Not everyone with bipolar disorder will experience problems with memory, but some people do. Early diagnosis and good medical management may help to minimize these effects in those who are at risk.
If a person is having difficulty with short term memory, the following tips may help.
- Record all appointments and contacts on a smartphone.
- Keep a book to record things you want to remember, for example, a record of spending.
- Make a to-do list each week or keep a wall calendar with space to write on.
- Stick post-it notes with reminders by the front door or other strategic places.
- Keep a chalk board, for example, in the kitchen, to write reminders on.
- Have a special place to keep important things like keys, glasses, and wallet.
- As far as possible, establish a routine, including regular bedtimes and mealtimes. This will also help to maintain healthful sleeping and eating habits.
Knowing what effects bipolar disorder can have on a person’s ability to think and remember, and understanding that mood changes are not the only feature of the disorder, may make it easier for individuals and their families to manage the many challenges that bipolar disorder presents.
A person who receives a diagnosis of bipolar disorder will have the condition for the rest of their life. However, they may not always experience mood alterations or show obvious symptoms. Symptoms often emerge sometime between the teenage years and the 30s.
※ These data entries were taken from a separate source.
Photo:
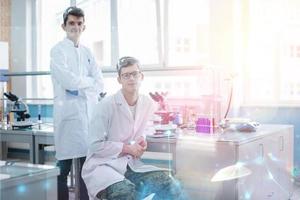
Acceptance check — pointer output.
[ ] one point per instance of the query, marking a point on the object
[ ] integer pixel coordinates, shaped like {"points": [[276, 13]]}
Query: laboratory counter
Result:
{"points": [[27, 181]]}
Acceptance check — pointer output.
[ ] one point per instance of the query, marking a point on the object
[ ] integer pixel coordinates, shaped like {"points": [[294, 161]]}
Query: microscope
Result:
{"points": [[21, 110]]}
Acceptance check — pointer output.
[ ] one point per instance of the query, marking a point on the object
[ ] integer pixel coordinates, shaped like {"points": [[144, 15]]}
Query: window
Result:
{"points": [[273, 52], [137, 30], [188, 28]]}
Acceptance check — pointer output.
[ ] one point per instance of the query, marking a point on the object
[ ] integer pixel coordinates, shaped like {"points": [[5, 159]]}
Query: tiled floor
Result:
{"points": [[296, 193]]}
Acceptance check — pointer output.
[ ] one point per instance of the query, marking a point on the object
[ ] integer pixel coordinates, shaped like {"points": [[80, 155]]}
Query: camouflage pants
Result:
{"points": [[137, 186]]}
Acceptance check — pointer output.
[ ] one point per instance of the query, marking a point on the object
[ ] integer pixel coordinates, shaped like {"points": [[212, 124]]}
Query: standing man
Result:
{"points": [[77, 82], [113, 169]]}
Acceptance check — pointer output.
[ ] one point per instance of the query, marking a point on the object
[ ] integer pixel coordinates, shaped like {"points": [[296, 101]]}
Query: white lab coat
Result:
{"points": [[112, 126], [73, 69]]}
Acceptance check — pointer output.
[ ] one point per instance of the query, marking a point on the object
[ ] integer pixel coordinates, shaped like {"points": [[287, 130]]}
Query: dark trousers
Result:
{"points": [[137, 186], [62, 180]]}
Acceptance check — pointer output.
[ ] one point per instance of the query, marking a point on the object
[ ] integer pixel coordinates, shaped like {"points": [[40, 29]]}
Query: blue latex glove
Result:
{"points": [[72, 92]]}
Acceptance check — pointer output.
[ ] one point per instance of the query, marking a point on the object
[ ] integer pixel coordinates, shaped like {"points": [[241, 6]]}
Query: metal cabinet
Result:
{"points": [[268, 153]]}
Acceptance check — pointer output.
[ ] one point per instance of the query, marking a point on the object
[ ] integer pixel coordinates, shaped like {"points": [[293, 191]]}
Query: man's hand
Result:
{"points": [[141, 141], [72, 92], [136, 150]]}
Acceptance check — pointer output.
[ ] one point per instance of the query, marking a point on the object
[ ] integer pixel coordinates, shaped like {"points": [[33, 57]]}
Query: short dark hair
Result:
{"points": [[125, 62], [73, 10]]}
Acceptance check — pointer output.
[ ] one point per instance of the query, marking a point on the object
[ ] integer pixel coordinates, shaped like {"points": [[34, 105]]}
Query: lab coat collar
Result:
{"points": [[70, 42]]}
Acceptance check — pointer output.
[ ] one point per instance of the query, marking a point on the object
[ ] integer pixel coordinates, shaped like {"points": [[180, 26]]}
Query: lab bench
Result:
{"points": [[267, 153], [28, 181], [20, 136]]}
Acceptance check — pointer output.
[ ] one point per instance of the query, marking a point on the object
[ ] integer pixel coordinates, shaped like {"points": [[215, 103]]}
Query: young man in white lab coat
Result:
{"points": [[77, 82], [113, 169]]}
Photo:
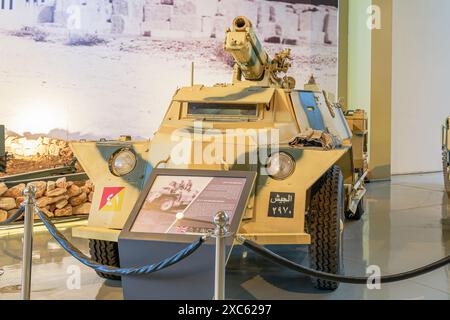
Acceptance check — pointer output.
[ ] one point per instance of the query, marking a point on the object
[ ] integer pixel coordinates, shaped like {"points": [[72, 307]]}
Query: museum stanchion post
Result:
{"points": [[221, 221], [29, 193]]}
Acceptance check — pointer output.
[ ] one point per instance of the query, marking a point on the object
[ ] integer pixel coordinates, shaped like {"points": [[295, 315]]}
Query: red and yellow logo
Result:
{"points": [[112, 199]]}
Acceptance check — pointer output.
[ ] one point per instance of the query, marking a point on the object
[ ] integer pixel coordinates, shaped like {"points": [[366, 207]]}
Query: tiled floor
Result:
{"points": [[402, 230]]}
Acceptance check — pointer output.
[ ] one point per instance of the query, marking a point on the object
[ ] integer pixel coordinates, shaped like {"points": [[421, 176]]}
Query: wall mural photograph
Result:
{"points": [[74, 69]]}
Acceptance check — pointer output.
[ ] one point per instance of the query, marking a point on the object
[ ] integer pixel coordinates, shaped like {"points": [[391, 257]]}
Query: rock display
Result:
{"points": [[59, 198]]}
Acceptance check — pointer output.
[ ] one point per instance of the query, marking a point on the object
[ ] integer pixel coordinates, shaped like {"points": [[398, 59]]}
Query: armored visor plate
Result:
{"points": [[315, 119], [281, 205]]}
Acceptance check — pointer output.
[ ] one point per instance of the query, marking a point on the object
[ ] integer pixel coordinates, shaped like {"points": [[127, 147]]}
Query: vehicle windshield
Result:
{"points": [[222, 109]]}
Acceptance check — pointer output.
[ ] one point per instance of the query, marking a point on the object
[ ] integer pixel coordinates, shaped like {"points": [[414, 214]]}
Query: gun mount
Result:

The mood cycles and symptoms vary between individuals. One person may have more depressive symptoms, while another has mainly manic episodes.
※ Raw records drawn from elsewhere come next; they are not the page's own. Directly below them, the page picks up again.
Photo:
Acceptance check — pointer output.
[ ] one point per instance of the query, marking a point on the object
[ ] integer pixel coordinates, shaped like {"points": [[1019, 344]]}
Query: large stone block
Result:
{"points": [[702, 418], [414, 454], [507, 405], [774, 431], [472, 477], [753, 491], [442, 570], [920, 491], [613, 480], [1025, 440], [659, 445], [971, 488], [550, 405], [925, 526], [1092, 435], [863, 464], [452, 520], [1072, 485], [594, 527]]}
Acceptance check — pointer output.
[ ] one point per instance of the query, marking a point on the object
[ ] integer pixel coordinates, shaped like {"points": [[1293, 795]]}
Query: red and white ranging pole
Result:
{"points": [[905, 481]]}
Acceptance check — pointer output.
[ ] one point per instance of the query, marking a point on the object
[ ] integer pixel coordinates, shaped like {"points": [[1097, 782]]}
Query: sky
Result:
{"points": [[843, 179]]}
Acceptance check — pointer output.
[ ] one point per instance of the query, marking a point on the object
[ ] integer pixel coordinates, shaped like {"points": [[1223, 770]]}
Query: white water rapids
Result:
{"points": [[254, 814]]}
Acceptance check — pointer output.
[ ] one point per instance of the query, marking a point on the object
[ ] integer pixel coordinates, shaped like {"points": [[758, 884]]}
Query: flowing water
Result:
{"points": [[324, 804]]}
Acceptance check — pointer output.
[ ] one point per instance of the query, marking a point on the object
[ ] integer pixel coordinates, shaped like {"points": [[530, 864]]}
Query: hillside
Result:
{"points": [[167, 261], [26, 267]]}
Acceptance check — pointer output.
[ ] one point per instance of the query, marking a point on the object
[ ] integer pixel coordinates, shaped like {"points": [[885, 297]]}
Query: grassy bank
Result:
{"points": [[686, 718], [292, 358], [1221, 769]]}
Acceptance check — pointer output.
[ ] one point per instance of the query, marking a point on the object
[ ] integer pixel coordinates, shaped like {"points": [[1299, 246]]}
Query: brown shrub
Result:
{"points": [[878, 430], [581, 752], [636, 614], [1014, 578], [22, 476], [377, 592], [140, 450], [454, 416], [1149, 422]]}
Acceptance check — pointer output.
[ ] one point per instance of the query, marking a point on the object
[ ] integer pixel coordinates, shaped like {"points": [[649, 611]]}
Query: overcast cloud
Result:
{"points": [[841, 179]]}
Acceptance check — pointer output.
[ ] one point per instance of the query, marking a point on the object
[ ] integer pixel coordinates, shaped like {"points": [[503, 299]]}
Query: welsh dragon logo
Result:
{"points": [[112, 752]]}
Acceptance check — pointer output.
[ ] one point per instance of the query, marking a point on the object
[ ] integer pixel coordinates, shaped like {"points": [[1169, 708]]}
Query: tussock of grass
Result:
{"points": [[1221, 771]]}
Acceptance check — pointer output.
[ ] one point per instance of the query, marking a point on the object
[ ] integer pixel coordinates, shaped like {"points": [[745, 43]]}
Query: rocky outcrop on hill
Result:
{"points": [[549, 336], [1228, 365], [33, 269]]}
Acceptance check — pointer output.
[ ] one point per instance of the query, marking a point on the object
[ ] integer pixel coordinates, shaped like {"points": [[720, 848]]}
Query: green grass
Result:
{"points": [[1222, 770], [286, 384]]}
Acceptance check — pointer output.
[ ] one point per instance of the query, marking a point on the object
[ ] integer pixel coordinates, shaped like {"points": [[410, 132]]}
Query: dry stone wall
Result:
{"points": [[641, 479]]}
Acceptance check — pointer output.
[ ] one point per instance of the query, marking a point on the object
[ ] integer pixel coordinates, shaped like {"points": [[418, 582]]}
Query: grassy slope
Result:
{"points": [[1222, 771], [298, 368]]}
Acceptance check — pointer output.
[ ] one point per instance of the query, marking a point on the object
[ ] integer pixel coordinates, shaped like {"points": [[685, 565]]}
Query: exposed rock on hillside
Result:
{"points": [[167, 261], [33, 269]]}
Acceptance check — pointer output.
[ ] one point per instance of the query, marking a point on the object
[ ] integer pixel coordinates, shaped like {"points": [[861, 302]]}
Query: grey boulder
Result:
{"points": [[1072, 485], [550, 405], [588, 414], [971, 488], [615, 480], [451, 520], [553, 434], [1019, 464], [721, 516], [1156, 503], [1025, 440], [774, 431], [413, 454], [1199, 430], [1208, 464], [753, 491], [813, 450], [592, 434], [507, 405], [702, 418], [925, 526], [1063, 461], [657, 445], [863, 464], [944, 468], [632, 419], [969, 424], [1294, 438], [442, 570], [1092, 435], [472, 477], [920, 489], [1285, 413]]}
A manic episode can involve the following:
- a high sense of self-esteem or the belief that the person is very important
- difficulty sleeping
- talking more than usual, with a rapid flow of speech that jumps suddenly between topics
- racing thoughts
- being easily distracted
- moving quickly from one focus of attention to another
- risk-taking behaviors, such as reckless driving or shopping sprees
During a low mood, the person may:
- lose interest in activities
- have no pleasure in things they usually enjoy
- be unable to focus
- sleep more or less than usual
- believe something terrible is going to happen or has happened
- talk about, think about, or attempt suicide
Some people may become completely inactive, or catatonic. If a person speaks about or attempts suicide, or if they become unable to move or react, someone should seek urgent medical help for the person.
If you know someone at immediate risk of self-harm, suicide, or hurting another person:
- Ask the tough question: “Are you considering suicide?”
- Listen to the person without judgment.
- Call 911 or the local emergency number, or text TALK to 741741 to communicate with a trained crisis counselor.
- Stay with the person until professional help arrives.
- Try to remove any weapons, medications, or other potentially harmful objects.
If you or someone you know is having thoughts of suicide, a prevention hotline can help. The National Suicide Prevention Lifeline is available 24 hours per day at 800-273-8255. During a crisis, people who are hard of hearing can use their preferred relay service or dial 711 then 800-273-8255.
In either phase, a person may experience psychosis, involving delusions, hallucinations, or both. They may see, hear, or smell things that do not exist or believe that something is true when there is no evidence that it is.
The causes of bipolar disorder remain unclear, but genetic, biochemical, and environmental factors probably play a role. Stress may trigger an episode, and using alcohol or other substances can make the symptoms and the impact of the condition worse.
Click here to find out more about possible links between alcohol and bipolar disorder.
Some people with bipolar disorder experience impairments in memory and thinking, although this is not true for everyone.
Memory problems may be more likely to develop if the person’s symptoms are severe, or if they experience many manic episodes, psychosis, or both.
Anyone who shows signs of bipolar disorder should seek medical help.
Treatment, including medication and counseling, can help a person to overcome the challenges of this condition.